Twenty-four of them came from Rwanda to tell about the atrocities (rapes, summary removals and executions) they lived. Four other individuals, of which three "witness-experts" (Romeo Dallaire, who directed the peacekeepers at the time of the conflict, Alison Des Forges, a historian, and Andre Guichaoua, a sociologist) are awaited by the end of October.
Arrived in Canada in 1997 with a forged Cameroonian passport, Désiré Munyaneza, a former prosperous merchant from Butare (south-eastern Rwanda), had then asked for refugee status, fearing "to be persecuted because of his membership to the Hutu ethnicity".
The request was refused in 2000 by the Canadian immigration services, suspecting Mr. Munyaneza of having taken part in the genocide, which would have resulted in 800 000 victims between early April and July 1994.
At the end of five years of investigations carried out by the RCMP (federal police force), Munyaneza, who had been joined by his family, was arrested in October 2005 in Toronto (Ontario).
The prosecution, made possible by the law on crimes against humanity and war crimes that came into effect in October 2000, is led by three Crown prosecutors, Pascale Ledoux, Richard Roy and Alexis Gauthier. It is the first time that this law is used in Canada.
All three members of the Public Prosecution Service of Canada, PPSC, the prosecutors represent the Attorney General of Canada (Minister of Justice). According to Richard Roy, "if voluntary manslaughter is proven, the judge will not have any discretion: life in prison will be required, at the minimum ". In Canada, such a sentence carries 25 years in prison without the possibility of parole.

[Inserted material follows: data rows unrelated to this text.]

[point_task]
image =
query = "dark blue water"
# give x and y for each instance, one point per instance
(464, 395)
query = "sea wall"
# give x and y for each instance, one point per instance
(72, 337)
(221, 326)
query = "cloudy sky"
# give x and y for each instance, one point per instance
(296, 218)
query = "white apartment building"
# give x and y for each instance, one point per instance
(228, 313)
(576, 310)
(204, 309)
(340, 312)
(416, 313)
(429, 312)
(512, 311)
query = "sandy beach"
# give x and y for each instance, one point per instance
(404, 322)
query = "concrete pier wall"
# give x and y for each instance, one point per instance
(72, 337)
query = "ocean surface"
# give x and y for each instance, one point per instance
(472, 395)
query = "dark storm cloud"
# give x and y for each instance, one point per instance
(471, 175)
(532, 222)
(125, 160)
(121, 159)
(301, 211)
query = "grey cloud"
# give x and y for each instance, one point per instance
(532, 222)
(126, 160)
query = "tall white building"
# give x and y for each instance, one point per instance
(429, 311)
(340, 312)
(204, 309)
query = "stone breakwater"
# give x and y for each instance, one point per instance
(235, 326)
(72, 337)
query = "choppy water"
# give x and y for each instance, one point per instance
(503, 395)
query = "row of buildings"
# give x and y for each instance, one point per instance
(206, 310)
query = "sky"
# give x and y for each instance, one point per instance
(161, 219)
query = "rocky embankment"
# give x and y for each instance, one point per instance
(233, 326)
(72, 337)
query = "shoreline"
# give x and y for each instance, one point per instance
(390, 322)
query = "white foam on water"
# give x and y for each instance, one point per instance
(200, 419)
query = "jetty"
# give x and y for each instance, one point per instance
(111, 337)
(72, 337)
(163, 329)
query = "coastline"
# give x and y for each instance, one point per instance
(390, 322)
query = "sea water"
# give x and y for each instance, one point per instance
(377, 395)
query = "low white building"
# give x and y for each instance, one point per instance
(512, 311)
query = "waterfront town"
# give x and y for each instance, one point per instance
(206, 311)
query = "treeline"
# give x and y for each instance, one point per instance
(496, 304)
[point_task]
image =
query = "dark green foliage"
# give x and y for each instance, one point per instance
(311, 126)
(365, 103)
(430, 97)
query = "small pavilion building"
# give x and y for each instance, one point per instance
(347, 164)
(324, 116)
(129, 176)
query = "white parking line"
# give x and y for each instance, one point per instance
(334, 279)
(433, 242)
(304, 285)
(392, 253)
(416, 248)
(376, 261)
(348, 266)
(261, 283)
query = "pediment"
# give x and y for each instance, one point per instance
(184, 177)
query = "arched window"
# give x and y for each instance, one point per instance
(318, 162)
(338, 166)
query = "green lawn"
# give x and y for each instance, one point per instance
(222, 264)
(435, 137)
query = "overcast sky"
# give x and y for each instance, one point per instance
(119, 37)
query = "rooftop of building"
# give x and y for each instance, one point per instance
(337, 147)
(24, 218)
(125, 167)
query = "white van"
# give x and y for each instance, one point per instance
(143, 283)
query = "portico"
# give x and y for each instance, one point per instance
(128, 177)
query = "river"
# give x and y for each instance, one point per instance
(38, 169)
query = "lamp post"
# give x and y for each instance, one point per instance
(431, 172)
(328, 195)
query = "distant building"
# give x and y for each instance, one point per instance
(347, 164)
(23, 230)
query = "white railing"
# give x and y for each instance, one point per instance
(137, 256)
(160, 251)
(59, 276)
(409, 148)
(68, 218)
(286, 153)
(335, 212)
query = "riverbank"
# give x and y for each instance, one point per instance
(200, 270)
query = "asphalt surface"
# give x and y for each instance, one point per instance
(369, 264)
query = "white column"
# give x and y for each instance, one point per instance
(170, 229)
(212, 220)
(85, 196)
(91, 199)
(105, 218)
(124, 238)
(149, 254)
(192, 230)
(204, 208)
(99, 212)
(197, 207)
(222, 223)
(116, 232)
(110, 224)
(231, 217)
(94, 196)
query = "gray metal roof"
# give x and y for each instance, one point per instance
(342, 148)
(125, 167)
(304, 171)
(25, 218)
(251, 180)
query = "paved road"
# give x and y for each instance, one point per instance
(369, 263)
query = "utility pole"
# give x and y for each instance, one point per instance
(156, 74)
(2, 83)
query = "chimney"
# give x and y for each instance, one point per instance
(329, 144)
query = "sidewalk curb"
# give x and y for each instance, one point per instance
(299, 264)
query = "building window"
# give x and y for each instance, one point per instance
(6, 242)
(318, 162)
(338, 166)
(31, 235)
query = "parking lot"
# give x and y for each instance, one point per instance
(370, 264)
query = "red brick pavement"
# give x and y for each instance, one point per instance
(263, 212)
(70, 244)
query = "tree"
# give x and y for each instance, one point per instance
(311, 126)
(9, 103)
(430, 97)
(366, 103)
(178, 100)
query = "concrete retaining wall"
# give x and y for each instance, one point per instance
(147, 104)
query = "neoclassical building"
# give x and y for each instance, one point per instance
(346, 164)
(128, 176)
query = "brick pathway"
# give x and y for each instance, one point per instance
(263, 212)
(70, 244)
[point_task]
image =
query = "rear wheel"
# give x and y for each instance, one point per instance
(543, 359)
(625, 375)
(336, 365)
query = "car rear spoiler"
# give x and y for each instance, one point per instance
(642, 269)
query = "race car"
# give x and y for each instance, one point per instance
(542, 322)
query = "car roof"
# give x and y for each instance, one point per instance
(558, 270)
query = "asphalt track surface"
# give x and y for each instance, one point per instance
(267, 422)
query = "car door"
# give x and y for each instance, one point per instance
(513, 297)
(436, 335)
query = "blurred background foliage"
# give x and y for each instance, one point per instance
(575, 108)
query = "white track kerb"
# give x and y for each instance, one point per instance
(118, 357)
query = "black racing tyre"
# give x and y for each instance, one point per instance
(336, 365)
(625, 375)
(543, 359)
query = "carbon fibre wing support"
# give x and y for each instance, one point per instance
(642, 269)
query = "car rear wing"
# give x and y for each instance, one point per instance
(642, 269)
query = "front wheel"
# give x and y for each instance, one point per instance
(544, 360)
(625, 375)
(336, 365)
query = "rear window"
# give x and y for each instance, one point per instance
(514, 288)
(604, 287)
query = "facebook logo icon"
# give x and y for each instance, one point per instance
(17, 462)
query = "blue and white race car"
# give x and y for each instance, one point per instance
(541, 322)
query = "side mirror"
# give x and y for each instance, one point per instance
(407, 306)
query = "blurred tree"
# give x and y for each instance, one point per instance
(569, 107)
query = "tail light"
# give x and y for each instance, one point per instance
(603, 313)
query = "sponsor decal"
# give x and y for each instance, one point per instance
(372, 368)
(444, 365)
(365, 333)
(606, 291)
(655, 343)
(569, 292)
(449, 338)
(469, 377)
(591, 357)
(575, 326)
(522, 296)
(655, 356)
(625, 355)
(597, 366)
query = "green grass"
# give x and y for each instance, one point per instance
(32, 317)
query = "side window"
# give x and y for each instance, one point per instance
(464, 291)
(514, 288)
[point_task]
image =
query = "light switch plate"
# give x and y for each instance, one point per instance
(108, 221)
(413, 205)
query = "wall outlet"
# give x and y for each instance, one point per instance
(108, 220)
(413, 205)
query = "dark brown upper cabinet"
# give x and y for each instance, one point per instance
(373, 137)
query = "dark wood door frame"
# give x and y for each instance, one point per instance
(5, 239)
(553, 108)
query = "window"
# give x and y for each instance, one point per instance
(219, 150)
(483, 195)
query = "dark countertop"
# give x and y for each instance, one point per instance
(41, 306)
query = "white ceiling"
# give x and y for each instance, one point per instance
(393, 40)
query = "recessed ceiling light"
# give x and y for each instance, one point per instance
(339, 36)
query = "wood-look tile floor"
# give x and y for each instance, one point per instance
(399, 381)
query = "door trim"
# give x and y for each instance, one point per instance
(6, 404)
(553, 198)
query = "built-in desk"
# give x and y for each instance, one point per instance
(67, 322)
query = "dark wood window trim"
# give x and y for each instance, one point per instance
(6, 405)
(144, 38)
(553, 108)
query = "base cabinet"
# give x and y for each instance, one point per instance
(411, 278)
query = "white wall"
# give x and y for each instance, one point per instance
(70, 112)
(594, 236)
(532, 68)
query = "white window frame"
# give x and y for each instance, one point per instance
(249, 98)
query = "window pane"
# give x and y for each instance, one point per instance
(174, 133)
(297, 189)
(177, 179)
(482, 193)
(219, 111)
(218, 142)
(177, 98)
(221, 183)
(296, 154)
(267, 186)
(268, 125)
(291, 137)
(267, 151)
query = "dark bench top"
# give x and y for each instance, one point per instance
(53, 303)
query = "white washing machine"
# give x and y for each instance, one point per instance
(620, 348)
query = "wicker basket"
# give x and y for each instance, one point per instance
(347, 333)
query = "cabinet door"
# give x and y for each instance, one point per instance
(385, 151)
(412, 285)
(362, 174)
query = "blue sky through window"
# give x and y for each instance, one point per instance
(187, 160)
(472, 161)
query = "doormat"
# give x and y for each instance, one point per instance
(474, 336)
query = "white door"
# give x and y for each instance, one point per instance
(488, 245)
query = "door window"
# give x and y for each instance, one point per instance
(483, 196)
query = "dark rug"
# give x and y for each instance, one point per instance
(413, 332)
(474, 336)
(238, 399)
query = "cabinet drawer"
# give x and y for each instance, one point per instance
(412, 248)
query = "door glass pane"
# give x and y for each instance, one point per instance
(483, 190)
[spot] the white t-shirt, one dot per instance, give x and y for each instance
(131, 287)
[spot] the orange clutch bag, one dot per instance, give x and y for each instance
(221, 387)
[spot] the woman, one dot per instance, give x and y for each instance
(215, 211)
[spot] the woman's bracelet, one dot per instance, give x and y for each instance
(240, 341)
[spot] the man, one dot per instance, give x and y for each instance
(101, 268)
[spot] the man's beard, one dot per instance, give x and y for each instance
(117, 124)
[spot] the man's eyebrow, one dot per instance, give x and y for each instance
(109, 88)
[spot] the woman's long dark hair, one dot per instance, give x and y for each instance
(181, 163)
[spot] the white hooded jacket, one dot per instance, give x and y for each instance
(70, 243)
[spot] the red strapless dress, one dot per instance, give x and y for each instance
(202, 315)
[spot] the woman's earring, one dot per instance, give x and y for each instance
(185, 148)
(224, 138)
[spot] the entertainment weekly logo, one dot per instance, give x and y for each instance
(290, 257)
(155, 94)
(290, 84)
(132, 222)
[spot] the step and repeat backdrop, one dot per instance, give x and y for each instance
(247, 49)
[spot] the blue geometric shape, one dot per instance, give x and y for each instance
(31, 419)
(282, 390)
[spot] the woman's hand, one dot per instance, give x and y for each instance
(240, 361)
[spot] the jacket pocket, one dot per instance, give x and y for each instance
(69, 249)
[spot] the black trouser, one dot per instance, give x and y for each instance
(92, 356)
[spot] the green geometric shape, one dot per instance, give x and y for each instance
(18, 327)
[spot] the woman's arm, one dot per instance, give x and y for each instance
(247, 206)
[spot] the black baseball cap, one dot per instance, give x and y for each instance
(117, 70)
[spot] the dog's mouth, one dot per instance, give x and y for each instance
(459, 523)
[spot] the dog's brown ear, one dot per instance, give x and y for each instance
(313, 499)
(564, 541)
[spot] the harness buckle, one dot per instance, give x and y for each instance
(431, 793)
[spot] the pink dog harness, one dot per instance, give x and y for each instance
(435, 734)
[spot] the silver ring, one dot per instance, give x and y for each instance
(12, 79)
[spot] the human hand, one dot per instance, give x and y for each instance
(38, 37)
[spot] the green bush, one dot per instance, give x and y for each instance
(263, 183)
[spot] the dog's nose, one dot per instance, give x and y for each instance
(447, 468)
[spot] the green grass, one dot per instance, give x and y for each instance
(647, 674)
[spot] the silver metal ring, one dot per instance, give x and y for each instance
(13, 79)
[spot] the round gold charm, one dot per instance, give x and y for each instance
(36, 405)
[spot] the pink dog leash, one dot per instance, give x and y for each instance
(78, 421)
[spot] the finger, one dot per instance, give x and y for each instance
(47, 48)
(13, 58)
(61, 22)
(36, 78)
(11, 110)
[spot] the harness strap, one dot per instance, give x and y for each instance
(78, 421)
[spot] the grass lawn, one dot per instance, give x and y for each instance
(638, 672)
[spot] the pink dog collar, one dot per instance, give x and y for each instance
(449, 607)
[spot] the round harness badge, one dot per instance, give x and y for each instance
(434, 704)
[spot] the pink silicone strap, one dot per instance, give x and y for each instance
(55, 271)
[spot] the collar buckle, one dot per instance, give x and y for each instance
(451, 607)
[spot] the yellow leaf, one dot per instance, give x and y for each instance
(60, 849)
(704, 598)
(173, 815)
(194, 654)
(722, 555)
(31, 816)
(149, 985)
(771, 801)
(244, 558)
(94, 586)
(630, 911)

To ensure his defence, Mr. Munyaneza is surrounded by three Canadian lawyers: Richard Perras, David Cohen and Mylène Dimitri, who was with Perras in the Butare trial at the International Criminal Tribunal for Rwanda (ICTR). In agreement with the family of the defendant, who has only 40 000 $Can (21 million Frw) to ensure the defence expenses estimated at 600 000 $ (315,5 million Frw), Ottawa has committed to give financial assistance.
"It is difficult for him", states Mylène Dimitri in connection with her client. He was refused on many occasions conditional release while awaiting his final judgment. In April, a few days after the beginning of the trial, Mr. Munyaneza had been violently beaten by a fellow-prisoner. This aggression which had been greatly publicized had been considered to be "completely unacceptable, it is unqualifiable" by Judge André Denis.